To prepare for the closing of the building, the Seaside Top observatory deck on the 40th floor was shuttered in late January.
But on June 29, third- to fifth-graders from nearby Onarimon Elementary School were given special permission to go up to the deck for a final glimpse of the neighborhood from on high.
The panoramic view allowed the children to take in Haneda Airport and Tokyo Tower.
“I can see our school!” one youngster exclaimed
“Where's the Skytree (tower)?” another asked.
“The ocean's really beautiful on a clear day and we can see lots of famous places," said fourth-grader Honoka Magatani, 10. "It's a very historic building.”
Nine-year-olds Mirei Omine and Ao Kanasugi, both said it was a shame that the building had to be demolished.
DIFFERENT VIEW FROM BELOW
But those who have lived under the shadow of the World Trade Center Building have different memories of the structure.
Hiroko Okazaki, 57, was born and raised in the nearby Shibashinmei shopping district.
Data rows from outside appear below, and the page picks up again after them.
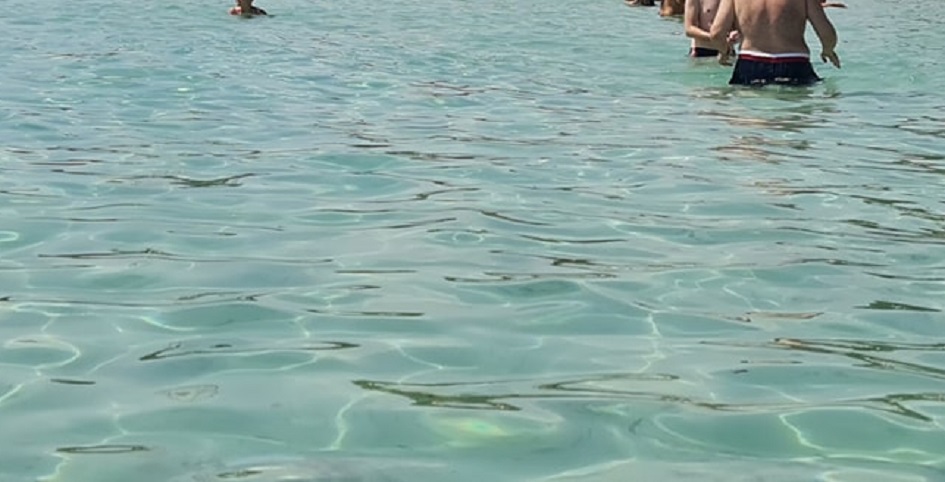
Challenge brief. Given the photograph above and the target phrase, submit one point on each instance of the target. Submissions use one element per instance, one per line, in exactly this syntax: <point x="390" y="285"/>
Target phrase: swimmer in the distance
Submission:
<point x="245" y="8"/>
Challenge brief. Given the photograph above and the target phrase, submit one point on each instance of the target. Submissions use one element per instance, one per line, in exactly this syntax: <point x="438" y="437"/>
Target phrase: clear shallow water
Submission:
<point x="440" y="241"/>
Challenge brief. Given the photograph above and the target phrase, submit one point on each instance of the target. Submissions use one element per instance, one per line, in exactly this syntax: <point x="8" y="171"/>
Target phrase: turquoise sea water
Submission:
<point x="515" y="240"/>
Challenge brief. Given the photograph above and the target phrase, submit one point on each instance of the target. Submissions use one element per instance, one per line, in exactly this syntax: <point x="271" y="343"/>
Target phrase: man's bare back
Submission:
<point x="697" y="21"/>
<point x="773" y="49"/>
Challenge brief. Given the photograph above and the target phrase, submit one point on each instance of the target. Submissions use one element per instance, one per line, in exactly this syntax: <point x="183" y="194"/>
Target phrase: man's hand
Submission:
<point x="832" y="57"/>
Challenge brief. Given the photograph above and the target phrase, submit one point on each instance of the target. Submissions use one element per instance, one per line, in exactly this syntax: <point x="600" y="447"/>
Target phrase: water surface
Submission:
<point x="515" y="240"/>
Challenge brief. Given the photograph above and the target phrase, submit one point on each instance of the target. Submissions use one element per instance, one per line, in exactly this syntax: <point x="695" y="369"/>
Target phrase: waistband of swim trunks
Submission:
<point x="776" y="58"/>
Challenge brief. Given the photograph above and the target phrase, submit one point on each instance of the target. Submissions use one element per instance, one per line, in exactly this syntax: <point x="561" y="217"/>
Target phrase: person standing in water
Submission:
<point x="773" y="49"/>
<point x="671" y="8"/>
<point x="697" y="20"/>
<point x="245" y="8"/>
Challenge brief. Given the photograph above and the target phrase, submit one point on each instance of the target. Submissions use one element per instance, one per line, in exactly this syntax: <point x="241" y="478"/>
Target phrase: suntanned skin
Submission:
<point x="671" y="8"/>
<point x="775" y="26"/>
<point x="698" y="20"/>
Her family operates a futon shop there.
To her, the building was part of the daily landscape. Tokyo Tower is located about one kilometer west of the World Trade Center Building.
“We couldn't get lost as long as we were able to see the World Trade Center Building and Tokyo Tower,” Okazaki said. “I felt peace of mind just by seeing one of the structures. That's what it meant to me.”
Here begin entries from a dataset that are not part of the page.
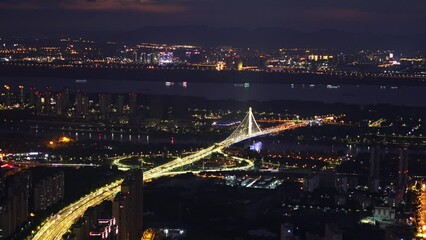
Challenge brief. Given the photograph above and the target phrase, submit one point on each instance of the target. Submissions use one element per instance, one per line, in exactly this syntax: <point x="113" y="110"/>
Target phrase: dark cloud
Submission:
<point x="352" y="15"/>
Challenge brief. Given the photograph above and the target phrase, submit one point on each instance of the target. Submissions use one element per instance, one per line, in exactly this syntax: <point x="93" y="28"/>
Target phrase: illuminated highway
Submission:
<point x="58" y="225"/>
<point x="421" y="212"/>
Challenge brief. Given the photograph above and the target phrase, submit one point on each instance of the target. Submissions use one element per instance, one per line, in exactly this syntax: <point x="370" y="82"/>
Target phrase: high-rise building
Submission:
<point x="85" y="105"/>
<point x="78" y="102"/>
<point x="81" y="104"/>
<point x="14" y="204"/>
<point x="65" y="98"/>
<point x="48" y="191"/>
<point x="120" y="104"/>
<point x="33" y="96"/>
<point x="21" y="95"/>
<point x="47" y="96"/>
<point x="39" y="102"/>
<point x="332" y="232"/>
<point x="59" y="105"/>
<point x="103" y="105"/>
<point x="133" y="102"/>
<point x="403" y="168"/>
<point x="127" y="207"/>
<point x="287" y="231"/>
<point x="8" y="95"/>
<point x="374" y="171"/>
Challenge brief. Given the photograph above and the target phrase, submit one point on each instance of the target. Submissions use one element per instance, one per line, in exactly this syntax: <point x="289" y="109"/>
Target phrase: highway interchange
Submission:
<point x="57" y="225"/>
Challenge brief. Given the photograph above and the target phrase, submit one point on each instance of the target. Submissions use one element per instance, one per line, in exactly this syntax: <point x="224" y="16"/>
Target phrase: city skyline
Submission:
<point x="118" y="15"/>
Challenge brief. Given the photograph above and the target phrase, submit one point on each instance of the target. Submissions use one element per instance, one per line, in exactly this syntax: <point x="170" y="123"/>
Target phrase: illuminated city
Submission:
<point x="213" y="120"/>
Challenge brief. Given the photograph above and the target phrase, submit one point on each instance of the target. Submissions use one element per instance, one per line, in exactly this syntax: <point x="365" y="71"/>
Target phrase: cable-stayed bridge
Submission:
<point x="58" y="224"/>
<point x="247" y="129"/>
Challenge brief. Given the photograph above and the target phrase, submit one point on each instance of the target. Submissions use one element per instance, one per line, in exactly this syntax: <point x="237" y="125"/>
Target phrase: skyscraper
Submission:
<point x="403" y="168"/>
<point x="120" y="104"/>
<point x="21" y="95"/>
<point x="133" y="101"/>
<point x="78" y="103"/>
<point x="14" y="203"/>
<point x="374" y="173"/>
<point x="8" y="95"/>
<point x="59" y="105"/>
<point x="103" y="105"/>
<point x="33" y="96"/>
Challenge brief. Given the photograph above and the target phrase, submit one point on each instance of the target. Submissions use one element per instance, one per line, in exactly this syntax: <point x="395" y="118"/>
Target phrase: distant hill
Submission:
<point x="274" y="37"/>
<point x="259" y="38"/>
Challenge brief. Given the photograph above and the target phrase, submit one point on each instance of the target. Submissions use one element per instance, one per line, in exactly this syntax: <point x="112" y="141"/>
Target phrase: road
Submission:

Her mother’s family home is in Kobe and whenever she returned to Tokyo on the Shinkansen and saw the World Trade Center Building through the bullet train's window, Okazaki felt she had come home.
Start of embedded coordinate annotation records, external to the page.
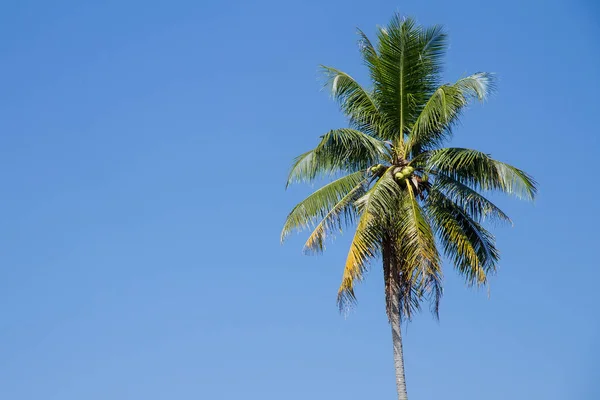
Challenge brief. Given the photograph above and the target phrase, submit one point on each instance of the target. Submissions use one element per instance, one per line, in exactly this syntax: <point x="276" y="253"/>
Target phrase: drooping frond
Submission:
<point x="442" y="110"/>
<point x="343" y="149"/>
<point x="479" y="171"/>
<point x="373" y="208"/>
<point x="322" y="202"/>
<point x="476" y="205"/>
<point x="470" y="246"/>
<point x="421" y="275"/>
<point x="356" y="102"/>
<point x="333" y="219"/>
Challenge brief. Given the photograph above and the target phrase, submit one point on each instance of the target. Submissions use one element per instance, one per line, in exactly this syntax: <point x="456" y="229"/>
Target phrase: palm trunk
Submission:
<point x="390" y="273"/>
<point x="398" y="354"/>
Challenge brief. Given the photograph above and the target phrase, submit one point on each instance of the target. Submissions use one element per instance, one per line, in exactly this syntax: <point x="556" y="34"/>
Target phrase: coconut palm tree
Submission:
<point x="409" y="199"/>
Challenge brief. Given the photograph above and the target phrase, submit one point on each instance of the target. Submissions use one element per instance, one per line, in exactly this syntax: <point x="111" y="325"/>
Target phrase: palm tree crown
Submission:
<point x="409" y="198"/>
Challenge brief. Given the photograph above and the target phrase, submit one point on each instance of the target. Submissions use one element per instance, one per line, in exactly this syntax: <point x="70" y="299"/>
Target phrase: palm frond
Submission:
<point x="476" y="205"/>
<point x="333" y="220"/>
<point x="470" y="246"/>
<point x="372" y="207"/>
<point x="343" y="149"/>
<point x="421" y="275"/>
<point x="356" y="102"/>
<point x="442" y="110"/>
<point x="407" y="73"/>
<point x="479" y="171"/>
<point x="321" y="203"/>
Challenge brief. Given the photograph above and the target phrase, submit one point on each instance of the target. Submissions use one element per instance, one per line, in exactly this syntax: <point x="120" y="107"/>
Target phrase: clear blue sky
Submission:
<point x="143" y="152"/>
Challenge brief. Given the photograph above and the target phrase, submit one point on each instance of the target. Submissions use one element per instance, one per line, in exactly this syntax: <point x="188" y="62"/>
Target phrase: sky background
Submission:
<point x="144" y="147"/>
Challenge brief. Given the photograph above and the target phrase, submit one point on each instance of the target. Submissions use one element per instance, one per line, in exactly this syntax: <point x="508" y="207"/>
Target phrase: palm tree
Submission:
<point x="408" y="198"/>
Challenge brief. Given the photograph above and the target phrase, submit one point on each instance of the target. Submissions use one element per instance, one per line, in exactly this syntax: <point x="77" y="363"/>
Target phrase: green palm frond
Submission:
<point x="410" y="199"/>
<point x="421" y="276"/>
<point x="476" y="205"/>
<point x="442" y="110"/>
<point x="479" y="171"/>
<point x="407" y="73"/>
<point x="321" y="203"/>
<point x="356" y="102"/>
<point x="343" y="149"/>
<point x="470" y="246"/>
<point x="379" y="199"/>
<point x="345" y="207"/>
Yoshihiko Uchida, 60, is the president of a Japanese sweets company in the same shopping district. While he also has nostalgic memories of the World Trade Center Building, he recalled that when it was built, the neighborhood still contained many small single-family homes.
But after the building went up, other redevelopment projects emerged in the area, leading to the replacement of the residential district by large commercial buildings.
That led to skyrocketing land values and Uchida recalls struggling with his parents to pay the correspondingly higher property taxes.
“In a sense, it was a truly scary building that drastically changed this neighborhood,” Uchida said. “But I will miss it when it's gone.”
TURNOVER IN TENANTS
Five years prior to its completion, the Tokyo Chamber of Commerce and Industry issued a statement asking the central government for cooperation in building a trade center building that would be closely located to the relevant government agencies and where companies looking to trade abroad could set up offices.
But technological changes have made the World Trade Center Building obsolete.
“Due to the advances in information technology, there's not as much need for everything to be located in the same building,” said Norio Akimoto, an official with the company that operates the building.
While the building in the past housed trading and petroleum companies and the Japanese branches of foreign companies, tenants have gradually been leaving.
But the site where it stands is too convenient to remain vacant for long. The building is the terminal station for the Tokyo Monorail to Haneda Airport and nearby Hamamatsucho Station is also only three stops from Tokyo Station.
Akimoto said that led to the plan to construct a new structure on the same site.
“We want to maintain the competitiveness of the building by constructing a structure that features the most advanced technology,” he said.